Misalnya saja, produksi bijih besi. Di sepanjang tahun 2013 ini, Kementerian Energi dan Sumber Daya Mineral (ESDM) memproyeksikan jumlah produksinya akan mencapai sekitar 18,4 juta ton, atau meningkat 75,2% dibandingkan dengan realisasi produksi tahun lalu sebesar 10,5 juta ton.
Dede Ida Suhendra, Direktur Pembinaan dan Pengusahaan Mineral Kementerian Energi dan Sumber Daya Mineral (ESDM) mengatakan, sepanjang Januari hingga Juli ini produksi bijih besi sudah mencapai 10,73 juta ton. "Peningkatan produksi mineral juga disebabkan banyak pengusaha yang meningkatkan kapasitas produksi setelah pemerintah memberikan relaksasi ekspor," kata dia kepada KONTAN, Senin (30/9).
Ladjiman Damanik, Direktur Eksekutif Asosiasi Pengusaha Mineral Indonesia (Apemindo) mengatakan, sejumlah industri manufaktur di China khawatir pasokan bahan baku berupa bijih besi berkurang ketika Indonesia mulai menerapkan program hilirisasi mineral. "Karena itu, mereka menyetok bahan baku mulai dari tahun ini, agar kegiatan operasional mereka tidak terganggu," kata dia.
Berdasarkan data Kementerian Perdagangan, harga patokan ekspor (HPE) bijih besi per September 2013 ini mencapai US$ 97,93 per ton.

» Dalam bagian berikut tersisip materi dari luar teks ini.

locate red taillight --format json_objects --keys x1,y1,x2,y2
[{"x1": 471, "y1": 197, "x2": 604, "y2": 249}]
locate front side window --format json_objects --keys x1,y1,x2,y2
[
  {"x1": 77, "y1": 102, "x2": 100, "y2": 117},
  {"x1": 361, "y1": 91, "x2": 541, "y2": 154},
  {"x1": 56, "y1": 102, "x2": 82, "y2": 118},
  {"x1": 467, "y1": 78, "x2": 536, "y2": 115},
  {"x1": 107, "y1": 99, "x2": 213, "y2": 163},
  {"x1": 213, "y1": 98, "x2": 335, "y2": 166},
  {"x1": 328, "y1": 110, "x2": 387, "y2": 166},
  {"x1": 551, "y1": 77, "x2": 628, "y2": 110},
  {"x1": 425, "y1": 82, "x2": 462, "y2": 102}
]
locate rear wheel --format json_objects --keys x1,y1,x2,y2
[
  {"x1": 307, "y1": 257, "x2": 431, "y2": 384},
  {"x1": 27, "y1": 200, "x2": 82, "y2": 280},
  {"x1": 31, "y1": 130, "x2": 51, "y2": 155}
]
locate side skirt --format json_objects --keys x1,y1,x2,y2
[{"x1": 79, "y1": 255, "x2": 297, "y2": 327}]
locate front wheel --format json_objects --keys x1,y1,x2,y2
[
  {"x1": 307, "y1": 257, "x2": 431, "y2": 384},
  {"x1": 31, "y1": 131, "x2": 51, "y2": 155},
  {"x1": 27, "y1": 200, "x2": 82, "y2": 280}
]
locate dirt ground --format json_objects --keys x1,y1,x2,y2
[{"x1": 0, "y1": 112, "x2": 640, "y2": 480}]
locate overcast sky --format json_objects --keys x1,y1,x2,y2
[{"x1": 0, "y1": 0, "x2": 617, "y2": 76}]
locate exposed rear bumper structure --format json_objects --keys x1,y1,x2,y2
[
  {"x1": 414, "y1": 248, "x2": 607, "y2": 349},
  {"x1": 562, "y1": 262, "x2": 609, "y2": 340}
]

Nilai tersebut meningkat 30,12% dibandingkan HPE bijih besi pada Januari sebelumnya sebesar US$ 75,19% per ton.
Menurut Ladjiman, umumnya, peningkatan permintaan suatu komoditas mineral juga akan berpengaruh dengan mineral lainnya. Misalnya, untuk industri besi baja yang membutuhkan bahan baku bijih besi plus bijih mangan serta bahan mineral lainnya.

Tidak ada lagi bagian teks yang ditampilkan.